Black currants may help ward off Alzheimer’s

Compounds found in black currants may help protect against Alzheimer’s disease, according to a Tufts study published in the January issue of Chemistry & Industry magazine.

Researchers found that these compounds—anthocyanins and polyphenolics—had a strong protective effect in cultured neuronal cells. Darker black currants contain more anthocyanins and are likely to be more potent.

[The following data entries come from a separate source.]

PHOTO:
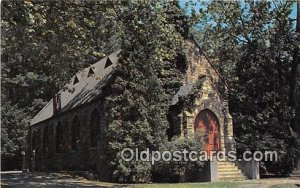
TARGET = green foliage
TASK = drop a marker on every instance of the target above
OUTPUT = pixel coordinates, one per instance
(43, 44)
(252, 41)
(173, 170)
(14, 124)
(146, 78)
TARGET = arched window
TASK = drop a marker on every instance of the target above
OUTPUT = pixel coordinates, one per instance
(94, 128)
(59, 137)
(34, 141)
(75, 132)
(46, 139)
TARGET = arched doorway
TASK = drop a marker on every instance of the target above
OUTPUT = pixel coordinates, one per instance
(207, 124)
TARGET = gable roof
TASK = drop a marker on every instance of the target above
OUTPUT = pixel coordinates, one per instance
(84, 87)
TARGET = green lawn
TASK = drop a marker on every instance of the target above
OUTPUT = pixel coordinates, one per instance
(245, 184)
(284, 186)
(193, 185)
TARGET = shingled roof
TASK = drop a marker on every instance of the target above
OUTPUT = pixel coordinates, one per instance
(84, 87)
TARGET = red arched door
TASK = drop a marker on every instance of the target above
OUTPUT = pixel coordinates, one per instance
(207, 123)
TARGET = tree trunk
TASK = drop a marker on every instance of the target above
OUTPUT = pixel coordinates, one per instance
(294, 68)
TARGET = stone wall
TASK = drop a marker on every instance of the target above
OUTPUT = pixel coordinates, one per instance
(84, 157)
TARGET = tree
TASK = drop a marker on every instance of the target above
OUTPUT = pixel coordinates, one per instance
(14, 124)
(43, 44)
(146, 77)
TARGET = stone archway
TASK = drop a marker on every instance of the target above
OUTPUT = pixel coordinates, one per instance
(206, 122)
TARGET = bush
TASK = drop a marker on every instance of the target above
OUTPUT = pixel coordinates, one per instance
(177, 171)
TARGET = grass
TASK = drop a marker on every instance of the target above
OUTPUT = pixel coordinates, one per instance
(284, 186)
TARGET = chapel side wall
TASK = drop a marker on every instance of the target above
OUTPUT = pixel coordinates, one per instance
(83, 158)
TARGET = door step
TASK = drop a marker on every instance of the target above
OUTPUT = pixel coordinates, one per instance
(228, 171)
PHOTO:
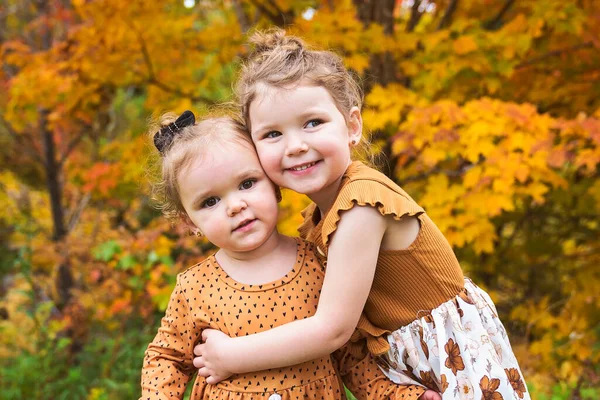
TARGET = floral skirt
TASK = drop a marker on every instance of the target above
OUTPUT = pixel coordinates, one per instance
(460, 349)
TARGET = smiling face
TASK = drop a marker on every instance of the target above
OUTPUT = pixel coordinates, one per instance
(303, 140)
(227, 195)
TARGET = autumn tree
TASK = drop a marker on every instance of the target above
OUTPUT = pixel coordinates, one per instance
(485, 111)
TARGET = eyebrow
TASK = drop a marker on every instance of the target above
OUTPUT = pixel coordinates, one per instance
(311, 112)
(252, 172)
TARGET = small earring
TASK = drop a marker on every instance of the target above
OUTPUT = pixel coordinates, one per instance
(197, 233)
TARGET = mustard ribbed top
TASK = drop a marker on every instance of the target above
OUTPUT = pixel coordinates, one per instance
(408, 283)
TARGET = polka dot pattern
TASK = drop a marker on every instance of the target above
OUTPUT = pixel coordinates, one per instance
(206, 297)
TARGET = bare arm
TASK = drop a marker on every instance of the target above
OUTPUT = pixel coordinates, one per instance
(350, 270)
(168, 361)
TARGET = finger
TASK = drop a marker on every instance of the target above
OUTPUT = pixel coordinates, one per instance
(198, 362)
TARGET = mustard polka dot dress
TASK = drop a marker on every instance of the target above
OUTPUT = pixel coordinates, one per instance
(206, 297)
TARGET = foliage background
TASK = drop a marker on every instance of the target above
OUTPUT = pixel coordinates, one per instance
(486, 111)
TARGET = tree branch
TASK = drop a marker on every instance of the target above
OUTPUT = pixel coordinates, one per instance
(78, 211)
(28, 148)
(445, 21)
(554, 53)
(274, 17)
(496, 22)
(415, 16)
(241, 15)
(152, 80)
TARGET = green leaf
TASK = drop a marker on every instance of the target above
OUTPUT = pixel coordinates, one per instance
(106, 251)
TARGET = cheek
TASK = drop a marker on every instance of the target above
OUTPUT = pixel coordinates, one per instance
(269, 160)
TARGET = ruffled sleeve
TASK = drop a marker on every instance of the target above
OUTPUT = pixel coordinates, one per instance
(369, 192)
(307, 225)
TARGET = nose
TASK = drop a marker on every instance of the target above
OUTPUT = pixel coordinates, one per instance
(235, 205)
(295, 145)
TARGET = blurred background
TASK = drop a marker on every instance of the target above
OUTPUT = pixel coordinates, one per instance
(486, 111)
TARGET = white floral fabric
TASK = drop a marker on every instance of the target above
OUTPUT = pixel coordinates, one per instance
(460, 349)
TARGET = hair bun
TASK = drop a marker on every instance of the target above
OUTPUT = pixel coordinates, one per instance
(276, 38)
(169, 128)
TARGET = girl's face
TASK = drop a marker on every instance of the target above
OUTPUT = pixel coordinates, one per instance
(227, 195)
(303, 140)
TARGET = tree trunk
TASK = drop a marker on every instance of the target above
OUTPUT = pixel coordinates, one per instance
(53, 173)
(53, 169)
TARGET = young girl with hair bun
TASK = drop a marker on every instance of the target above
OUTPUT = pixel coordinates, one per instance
(259, 279)
(425, 322)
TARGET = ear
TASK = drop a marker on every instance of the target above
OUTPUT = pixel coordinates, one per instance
(188, 222)
(354, 126)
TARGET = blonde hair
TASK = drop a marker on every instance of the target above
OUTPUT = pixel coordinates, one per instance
(279, 60)
(187, 145)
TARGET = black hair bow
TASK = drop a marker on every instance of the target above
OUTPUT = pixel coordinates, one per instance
(164, 137)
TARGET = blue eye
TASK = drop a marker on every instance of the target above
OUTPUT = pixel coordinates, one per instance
(210, 202)
(313, 123)
(271, 135)
(247, 184)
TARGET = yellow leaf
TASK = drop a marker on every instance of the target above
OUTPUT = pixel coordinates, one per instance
(464, 45)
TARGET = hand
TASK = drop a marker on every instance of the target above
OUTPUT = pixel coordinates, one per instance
(430, 395)
(209, 363)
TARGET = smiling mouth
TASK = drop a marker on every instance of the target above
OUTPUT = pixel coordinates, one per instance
(244, 223)
(303, 166)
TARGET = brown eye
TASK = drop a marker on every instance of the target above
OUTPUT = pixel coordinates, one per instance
(247, 184)
(210, 202)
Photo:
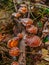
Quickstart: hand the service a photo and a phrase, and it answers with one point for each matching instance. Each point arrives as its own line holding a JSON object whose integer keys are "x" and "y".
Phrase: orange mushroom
{"x": 23, "y": 10}
{"x": 13, "y": 42}
{"x": 27, "y": 21}
{"x": 14, "y": 63}
{"x": 33, "y": 41}
{"x": 20, "y": 35}
{"x": 14, "y": 51}
{"x": 17, "y": 15}
{"x": 32, "y": 29}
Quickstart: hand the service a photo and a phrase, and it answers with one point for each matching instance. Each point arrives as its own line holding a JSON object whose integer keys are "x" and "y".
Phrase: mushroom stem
{"x": 14, "y": 58}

“These compounds also work in hippocampal cells taken straight from the brain,” said James Joseph, director of the Neuroscience Laboratory at the Jean Mayer USDA Human Nutrition Research Center on Aging at Tufts. (The brain’s hippocampus structure is critical to spatial learning and awareness, navigation and episodic and event memory.) Joseph said these protective effects will likely be reproduced in the human body and that these compounds may prevent or significantly delay the onset of Alzheimer’s.

While previous research found that compounds in black currants acted as antioxidants, this is the first study to demonstrate that they may help protect brain cells. Exactly how they do that remains unclear.

“We have evidence that the compounds protect against Alzheimer’s by influencing the early gene expression in learning and memory, which influences cell signaling pathways that help neuronal cells communicate with each other,” Joseph said.